Source: Ghanaian Chronicle

Oil Money Gone Missing Already?

Asaga Sparks Controversy Over Saltpond Oil Fields

The NDC MP for Nabdam, Moses Asaga yesterday sparked a controversy in Parliament when he alleged that that an amount of US $55million had gone missing from the sales of oil from the Saltpond oil fields.

According to him, a rough calculation he did into the operations of the company revealed that although government made US $55 million from oil production from the oil fields, it failed to capture it in the budget.

"If they have a different opinion, they should tell Ghanaians how much we have accrued in the oil account," he challenged government.

This drew the attention of the Deputy Minister of Interior, Kofi Tahir Hammond who rebuffed Asaga's statement, describing it as malicious since according to him, somewhere in April the member approached him for some figures in this regard which he gave him.

He explained that the figures he gave was in respect of the of about 200 barrels a day, multiplied by US $40 at the time due to the fact that oil from the field is sold quarterly.

The Nabdam MP bounced back denying having received any figures on paper from his colleague, stressing that he acquired the figures on a radio programme.

As such, he noted that if there were any figures in April, production had continued up till date.

The house broke into uncontrollable laughter when Mr. Hammond said he had had a personal intercourse with Mr.

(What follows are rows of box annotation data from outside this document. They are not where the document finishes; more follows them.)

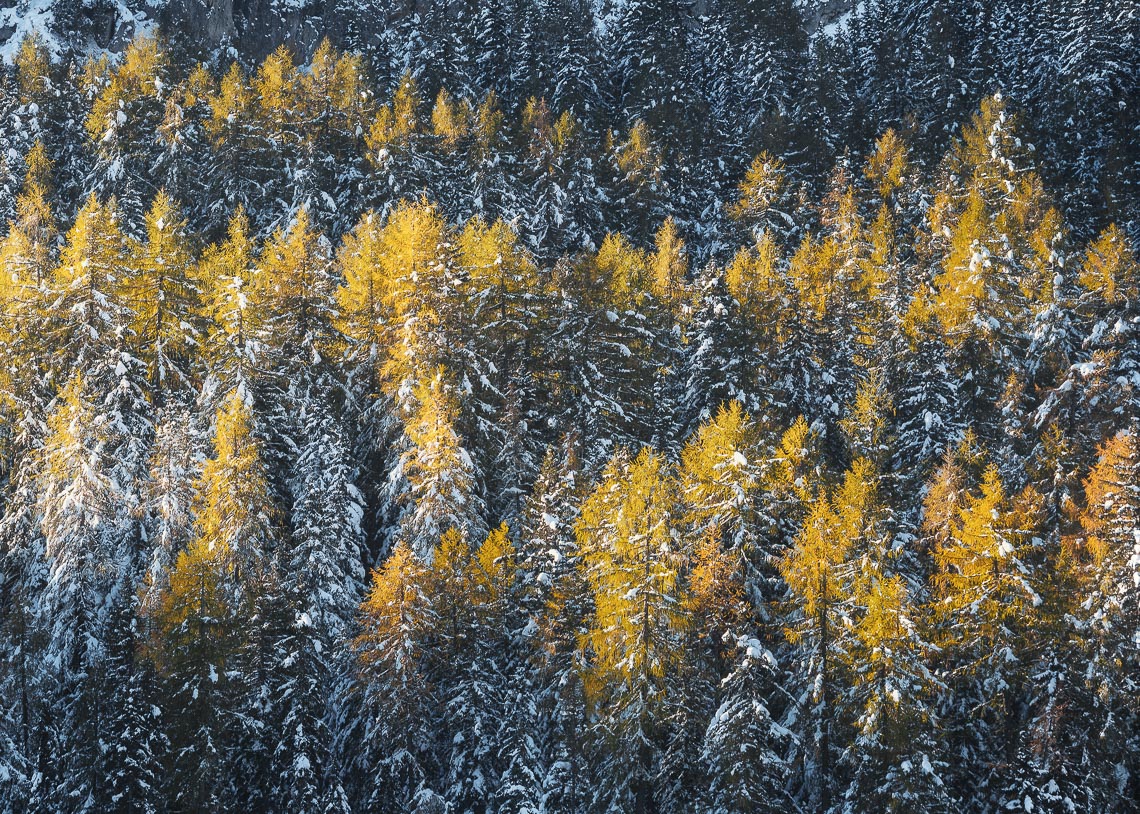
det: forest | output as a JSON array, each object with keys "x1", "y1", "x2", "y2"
[{"x1": 0, "y1": 0, "x2": 1140, "y2": 814}]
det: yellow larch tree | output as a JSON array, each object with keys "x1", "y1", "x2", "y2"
[
  {"x1": 196, "y1": 207, "x2": 262, "y2": 388},
  {"x1": 575, "y1": 449, "x2": 689, "y2": 811}
]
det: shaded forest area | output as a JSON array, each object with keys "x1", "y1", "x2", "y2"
[{"x1": 0, "y1": 0, "x2": 1140, "y2": 814}]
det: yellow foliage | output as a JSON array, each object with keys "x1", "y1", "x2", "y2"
[
  {"x1": 205, "y1": 63, "x2": 254, "y2": 147},
  {"x1": 594, "y1": 233, "x2": 650, "y2": 310},
  {"x1": 124, "y1": 190, "x2": 197, "y2": 386},
  {"x1": 728, "y1": 150, "x2": 787, "y2": 223},
  {"x1": 197, "y1": 207, "x2": 255, "y2": 366},
  {"x1": 575, "y1": 449, "x2": 687, "y2": 705},
  {"x1": 926, "y1": 465, "x2": 1040, "y2": 640},
  {"x1": 335, "y1": 212, "x2": 390, "y2": 358},
  {"x1": 353, "y1": 542, "x2": 429, "y2": 674},
  {"x1": 1081, "y1": 431, "x2": 1140, "y2": 563},
  {"x1": 1080, "y1": 223, "x2": 1140, "y2": 306},
  {"x1": 143, "y1": 538, "x2": 243, "y2": 676},
  {"x1": 474, "y1": 523, "x2": 515, "y2": 603},
  {"x1": 679, "y1": 401, "x2": 767, "y2": 537},
  {"x1": 365, "y1": 73, "x2": 424, "y2": 152},
  {"x1": 252, "y1": 46, "x2": 299, "y2": 135},
  {"x1": 86, "y1": 36, "x2": 168, "y2": 144},
  {"x1": 194, "y1": 390, "x2": 274, "y2": 576}
]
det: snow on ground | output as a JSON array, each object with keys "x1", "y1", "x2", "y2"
[{"x1": 0, "y1": 0, "x2": 59, "y2": 63}]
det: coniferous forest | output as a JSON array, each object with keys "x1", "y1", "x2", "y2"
[{"x1": 0, "y1": 0, "x2": 1140, "y2": 814}]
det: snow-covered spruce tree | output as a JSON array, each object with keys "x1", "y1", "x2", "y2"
[
  {"x1": 35, "y1": 374, "x2": 154, "y2": 811},
  {"x1": 261, "y1": 392, "x2": 365, "y2": 812}
]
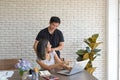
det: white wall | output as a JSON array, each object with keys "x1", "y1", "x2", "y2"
[
  {"x1": 107, "y1": 0, "x2": 119, "y2": 80},
  {"x1": 0, "y1": 0, "x2": 107, "y2": 80}
]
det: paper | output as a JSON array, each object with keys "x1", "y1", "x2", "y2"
[{"x1": 0, "y1": 71, "x2": 14, "y2": 80}]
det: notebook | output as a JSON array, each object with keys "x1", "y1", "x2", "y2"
[{"x1": 57, "y1": 60, "x2": 89, "y2": 76}]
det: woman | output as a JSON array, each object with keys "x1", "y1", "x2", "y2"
[{"x1": 36, "y1": 39, "x2": 71, "y2": 70}]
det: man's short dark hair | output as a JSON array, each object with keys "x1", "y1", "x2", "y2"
[{"x1": 50, "y1": 16, "x2": 60, "y2": 24}]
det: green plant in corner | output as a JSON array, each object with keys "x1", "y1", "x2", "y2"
[{"x1": 76, "y1": 34, "x2": 102, "y2": 74}]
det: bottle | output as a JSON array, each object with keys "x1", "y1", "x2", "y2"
[{"x1": 32, "y1": 68, "x2": 39, "y2": 80}]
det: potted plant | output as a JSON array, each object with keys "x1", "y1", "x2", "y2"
[{"x1": 76, "y1": 34, "x2": 102, "y2": 74}]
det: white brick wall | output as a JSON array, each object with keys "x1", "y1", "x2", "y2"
[{"x1": 0, "y1": 0, "x2": 106, "y2": 80}]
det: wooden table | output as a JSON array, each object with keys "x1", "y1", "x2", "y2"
[{"x1": 9, "y1": 70, "x2": 97, "y2": 80}]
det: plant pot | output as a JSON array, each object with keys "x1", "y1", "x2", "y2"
[{"x1": 21, "y1": 71, "x2": 28, "y2": 80}]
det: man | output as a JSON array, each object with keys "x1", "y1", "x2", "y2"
[{"x1": 34, "y1": 16, "x2": 64, "y2": 58}]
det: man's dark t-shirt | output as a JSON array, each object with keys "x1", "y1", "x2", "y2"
[{"x1": 36, "y1": 28, "x2": 64, "y2": 58}]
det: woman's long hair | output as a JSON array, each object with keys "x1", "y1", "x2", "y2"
[{"x1": 37, "y1": 39, "x2": 48, "y2": 60}]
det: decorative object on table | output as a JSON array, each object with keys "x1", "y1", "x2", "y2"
[
  {"x1": 32, "y1": 68, "x2": 40, "y2": 80},
  {"x1": 76, "y1": 34, "x2": 102, "y2": 74},
  {"x1": 15, "y1": 58, "x2": 32, "y2": 80}
]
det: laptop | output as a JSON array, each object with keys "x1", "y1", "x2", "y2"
[{"x1": 57, "y1": 60, "x2": 89, "y2": 76}]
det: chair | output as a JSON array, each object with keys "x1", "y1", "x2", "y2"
[{"x1": 0, "y1": 59, "x2": 19, "y2": 70}]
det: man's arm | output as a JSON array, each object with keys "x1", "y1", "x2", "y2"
[
  {"x1": 33, "y1": 40, "x2": 39, "y2": 53},
  {"x1": 52, "y1": 42, "x2": 64, "y2": 51}
]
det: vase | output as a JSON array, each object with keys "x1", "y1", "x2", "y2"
[{"x1": 21, "y1": 71, "x2": 28, "y2": 80}]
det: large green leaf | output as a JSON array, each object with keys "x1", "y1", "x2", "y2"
[
  {"x1": 86, "y1": 47, "x2": 91, "y2": 53},
  {"x1": 92, "y1": 49, "x2": 101, "y2": 53},
  {"x1": 84, "y1": 39, "x2": 90, "y2": 46},
  {"x1": 76, "y1": 56, "x2": 83, "y2": 61}
]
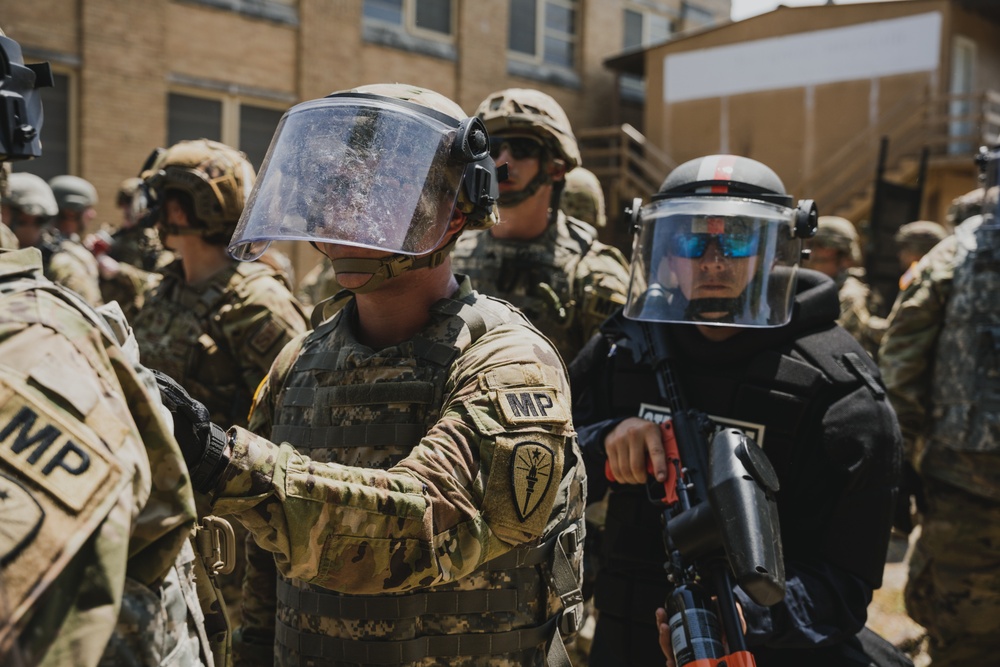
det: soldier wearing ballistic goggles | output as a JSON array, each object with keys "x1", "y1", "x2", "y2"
[{"x1": 570, "y1": 155, "x2": 905, "y2": 667}]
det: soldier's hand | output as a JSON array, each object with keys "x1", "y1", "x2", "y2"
[
  {"x1": 892, "y1": 461, "x2": 927, "y2": 535},
  {"x1": 604, "y1": 417, "x2": 667, "y2": 484},
  {"x1": 152, "y1": 370, "x2": 226, "y2": 493}
]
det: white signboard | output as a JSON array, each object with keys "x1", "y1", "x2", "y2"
[{"x1": 663, "y1": 12, "x2": 941, "y2": 104}]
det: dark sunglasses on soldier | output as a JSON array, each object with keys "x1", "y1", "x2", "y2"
[
  {"x1": 670, "y1": 232, "x2": 758, "y2": 259},
  {"x1": 490, "y1": 136, "x2": 544, "y2": 160}
]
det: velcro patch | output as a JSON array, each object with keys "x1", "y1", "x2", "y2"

Asaga about the figures, which the latter is using as a basis for his argument.

It was the use of the word "intercourse" created the laughter.

After a while of heckling, the first Deputy Speaker, Freddie Blay presided over proceedings stepped in to confirm that the usage of the word 'intercourse' was appropriate.

Moses Asaga again resumed his argument with an explanation that if the right figures had been provided, it would not have created a contention.

He added that since April 2007, there has been continuous production with a change in the price of oil as such, he was right to say that the figures should have been captured in the budget statement.

Due to the continuous world price increase in oil, he said government kept informing Ghanaians that it had accrued revenue from its sale. "If they had told us the figures I would not be asking of it now", he said.

Minority leader, Alban Bagbin had cause to tell the house that the Nabdam MP was drawing the attention of government to a gap in the budget, which he described as a good thing.

Minister of state at the Ministry of Finance, Dr. Akoto Osei, said it is wrong for anyone to assume that government has not accounted for any revenues in the budget.

Then came K.T Hammond who said it government a lot of time to undo the contract which was originally signed in favour of the company operating at Saltpond.

MP for Bole Bamboi, John Mahama in his submission said the budget promises a bright future for a section of the society as such he cannot associate himself with that title since he is not part of that group.